Mongabay.co.id

Penataan Kawasan Pesisir dan Pulau-pulau Kecil Terus Dikebut

 

Perencanaan tata ruang laut dan implementasinya hingga saat ini masih terus dilakukan oleh Indonesia melalui pengembangan yang dilaksanakan di tingkat daerah hingga nasional. Pengembangan yang dipimpin langsung Pemerintah Indonesia itu, bertujuan untuk menata ulang kawasan pesisir dan pulau-pulau kecil (P3K).

Salah satu upaya untuk mempercepat pengembangan tersebut, adalah dengan menggelar simposium nasional tentang Implementasi Rencana Tata Ruang Laut (RTRL) yang dilaksanakan pada pekan lalu di Jakarta. Acara tersebut, membahas enam tema utama yang menjadi isu permasalahan pada penataan kawasan P3K selama ini.
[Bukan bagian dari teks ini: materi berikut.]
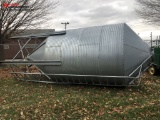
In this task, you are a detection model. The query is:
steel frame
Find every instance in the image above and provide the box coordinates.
[1,34,152,86]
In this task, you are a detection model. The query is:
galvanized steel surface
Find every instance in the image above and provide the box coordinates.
[28,24,150,84]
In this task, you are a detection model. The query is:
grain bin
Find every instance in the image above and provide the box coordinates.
[28,23,150,85]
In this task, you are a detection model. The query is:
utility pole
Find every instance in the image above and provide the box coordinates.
[150,32,153,49]
[61,22,69,30]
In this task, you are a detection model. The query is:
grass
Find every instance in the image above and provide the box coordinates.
[0,73,160,120]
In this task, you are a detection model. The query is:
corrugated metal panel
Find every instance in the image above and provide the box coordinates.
[124,24,150,75]
[29,24,149,84]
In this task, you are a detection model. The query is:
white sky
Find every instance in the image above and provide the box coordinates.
[50,0,160,39]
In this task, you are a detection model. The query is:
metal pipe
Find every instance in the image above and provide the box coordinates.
[12,38,32,61]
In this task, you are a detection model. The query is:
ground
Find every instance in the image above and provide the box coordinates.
[0,67,160,120]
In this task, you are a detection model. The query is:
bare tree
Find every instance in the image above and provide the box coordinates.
[136,0,160,26]
[0,0,58,43]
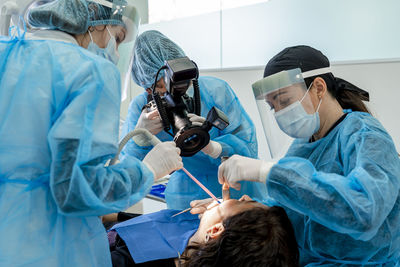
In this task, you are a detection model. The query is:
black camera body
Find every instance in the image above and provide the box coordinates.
[145,57,229,157]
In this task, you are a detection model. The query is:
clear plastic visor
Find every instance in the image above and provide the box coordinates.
[252,68,330,159]
[91,0,140,101]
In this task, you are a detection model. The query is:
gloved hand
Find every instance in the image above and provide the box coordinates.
[201,140,222,159]
[142,142,183,180]
[218,155,275,190]
[188,113,222,159]
[135,109,163,135]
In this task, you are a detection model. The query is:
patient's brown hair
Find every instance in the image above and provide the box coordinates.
[184,206,299,267]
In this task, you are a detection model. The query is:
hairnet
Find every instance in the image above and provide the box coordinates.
[264,45,369,101]
[28,0,125,34]
[132,31,185,88]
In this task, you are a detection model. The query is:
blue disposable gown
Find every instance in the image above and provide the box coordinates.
[0,33,153,267]
[122,77,266,209]
[267,112,400,266]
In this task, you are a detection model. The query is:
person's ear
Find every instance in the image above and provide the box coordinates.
[312,77,328,99]
[206,223,225,240]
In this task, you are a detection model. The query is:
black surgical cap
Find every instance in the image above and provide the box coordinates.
[264,45,369,101]
[264,45,330,77]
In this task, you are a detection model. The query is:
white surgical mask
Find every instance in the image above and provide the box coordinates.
[87,27,119,65]
[274,84,322,138]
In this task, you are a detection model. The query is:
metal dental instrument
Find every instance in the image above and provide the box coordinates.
[221,157,231,201]
[171,200,217,218]
[222,183,231,201]
[182,168,221,204]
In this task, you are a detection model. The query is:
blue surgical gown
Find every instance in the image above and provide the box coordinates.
[266,112,400,266]
[0,31,153,267]
[122,77,266,209]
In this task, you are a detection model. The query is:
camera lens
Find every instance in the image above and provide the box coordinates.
[183,134,200,150]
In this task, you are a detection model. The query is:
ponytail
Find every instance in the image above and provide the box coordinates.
[304,73,371,114]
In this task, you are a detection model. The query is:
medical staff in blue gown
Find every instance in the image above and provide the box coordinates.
[219,46,400,266]
[122,31,265,209]
[0,0,182,267]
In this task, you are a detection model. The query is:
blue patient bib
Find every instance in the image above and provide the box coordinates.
[111,210,200,263]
Direktur Jenderal Pengelolaan Ruang Laut Kementerian Kelautan dan Perikanan (KKP) Brahmantya Satyamurti Poerwadi menjelaskan, enam tema utama yang dibahas pada simposium di Jakarta, Senin (24/7/2019), adalah bagaimana tantangan implementasi, implementasi dan masyarakat adat, dukungan implementasi, perizinan, penegakan, dan pemantauan kolaboratif serta evaluasi.
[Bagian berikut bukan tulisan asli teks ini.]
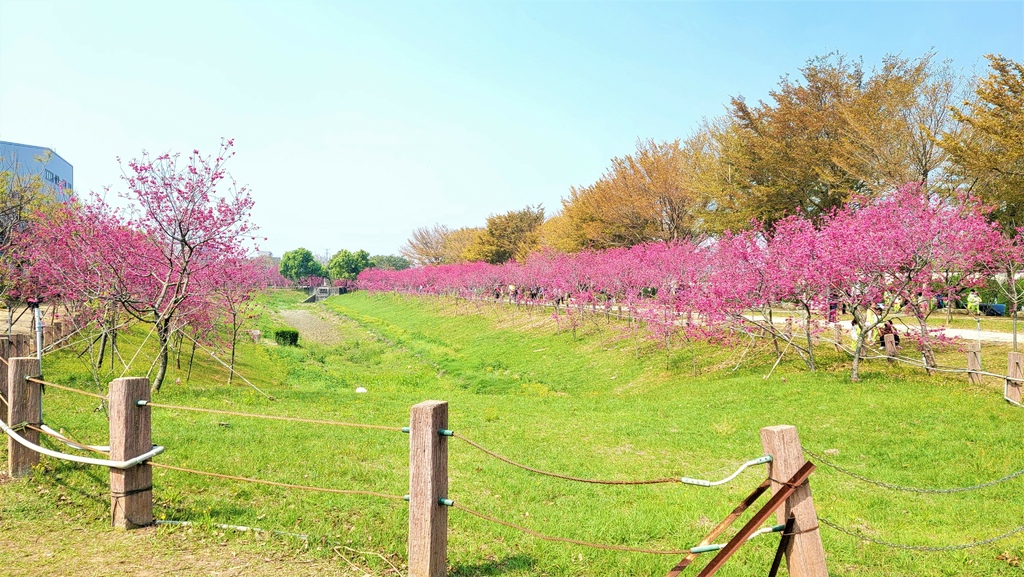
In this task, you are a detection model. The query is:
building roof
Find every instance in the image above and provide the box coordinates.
[0,140,75,166]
“Perencanaan tata ruang luat dalam pengelolaan wilayah laut Indonesia dan sumber daya adalah hal yang penting,” ungkapnya.

baca : Ruang Hidup Masyarakat Pesisir Dirampas oleh Perda RZWP3K?

 

Direktur Jenderal Pengelolaan Ruang Laut Kementerian Kelautan dan Perikanan (KKP) Brahmantya Satyamurti Poerwadi menjelaskan perencanaan tata ruang laut dan implementasinya untuk menata ulang kawasan pesisir dan pulau-pulau kecil (P3K). Foto : USAID SEA/Mongabay Indonesia

 

Brahmantya mengatakan, salah satu masalah penting yang perlu ditangani oleh Indonesia sebagai negara kepulauan, adalah bagaimana mengembangkan dan mengelola sumber daya laut secara berkelanjutan, mencakup di dalamnya adalah ekonomi, lingkungan, dan juga sosial. Tetapi, dalam praktiknya, ketiga pilar tersebut sering sekali berkonflik dan berakhir tidak seimbang.

Dalam pandangan Brahmantya, untuk mencapai tujuan tiga pilar di atas, perlu dilakukan perencanaan tata ruang laut dengan mengacu pada proses pengalokasian beberapa aktivitas manusia ke dalam ruang laut. Menurut dia, manajemen sumber daya perairan (MSP) hingga saat ini masih dinilai sebagai alat yang efektif untuk meminimalkan konflik di antara pengguna sumber daya.

“Dan kemudian membawa pengelolaan laut yang lebih efektif,” tuturnya.

Bentuk lain dalam mempercepat pengembangan RTRL di Indonesia, menurut Brahmantya, adalah percepatan penyusunan dan penetapan rancangan peraturan daerah (Raperda) rencana zonasi wilayah pesisir dan pulau-pulau kecil (RZWP3K). Hingga saat ini, sudah ada 21 provinsi dari total 34 provinsi yang sudah melengkapi dan mengesahkan dokumen RZWP3K menjadi peraturan daerah (Perda).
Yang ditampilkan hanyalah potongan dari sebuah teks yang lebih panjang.